Of course it’s not as exciting as it sounds. The secret at first appears to be that they’ve invented a cabinet but it turns out the planet, Sardos, is run by a super computer that can copy anything including living matter. A rogue bunch of Federation troops have commandeered the whole place and subdued its inhabitants. It’s difficult to know where to start with an episode which is by turns dull or embarrassing and lacks even the unintentional amusement that `Ultraworld` and its giant loaf provided. This is played strictly seriously and that makes it worse.

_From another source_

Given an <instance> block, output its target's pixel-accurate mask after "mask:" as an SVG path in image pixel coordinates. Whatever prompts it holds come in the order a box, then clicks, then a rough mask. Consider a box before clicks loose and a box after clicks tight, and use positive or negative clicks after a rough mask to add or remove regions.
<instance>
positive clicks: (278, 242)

|Uncle Jasper looked worse for wear after an hour trapped in the microwave
You can see what Ben Steed was aiming for but it’s been lost in translation, partly due to a lack of script editing and partly because of some production design mistakes. Moloch itself barely looks capable of boiling an egg and the depiction of its power is absurdly basic- put object in, a few bleeps and seconds later a card pops out which you then insert elsewhere and-bingo- your perfect copy emerges. Surely in 1980 this seemed silly but in 2012 it is beyond believability even within the confines of the Blake’s7 Universe.
There is insufficient explanation as to Moloch’s origins and the introduction of a floating bloke in a water tank (again badly realised) makes things even muddier. When it turns out that there is a living thing under the lid as well and that a designer thought a one eyed Einstein puppet was the way to go we are almost into surreal territory. Perhaps it’s just one of those ideas that creates too many problems for a decent story.
The episode mostly seems to avoid any development of the relationships between the Liberator crew that have occurred in recent weeks. Steed’s new characters seem designed to annoy especially Doran overplayed by Davyd Harris who pals up with Vila with excruciating results. The chief Federation officer, Grose, who challenges Servalan is played by John Hartley with a permanent scowl and you wonder why she doesn’t just shoot him right away.
|"And I'll have a vat of porridge please Mr Moloch"
Steed offers little –and the designers even less- of a picture of what the inhabitants of the planet are about and they seem to be represented by only two attractive but badly treated women who still manage to get their hair dome somewhere and who are left alone to monitor the stars and then punished. If the Federation guards don’t trust them, why do they leave them on monitor duty?
Servalan seems uncharacteristically gullible in this episode. Her strategic skill deserts her as she travels all this way on a whim but without any back up. If there is a suggestion her power is waning and this planet is an example of how the Federation is fracturing then it never really comes across too well. And even she must be amused by the number of times she bumps into one of the Liberator crew. You can tell from the expression on Jaqueline Pearce's bemused expression how she felt about this episode.
The end result is an episode that feels like a dramatisation of an incomplete script with half formed ideas and some wobbly production. One final thing though; knowing what Federation guards are like why don’t they just use Moloch to make copies of the women? Or unlimited food? Or a stash of money? Then at least they might be chirpier.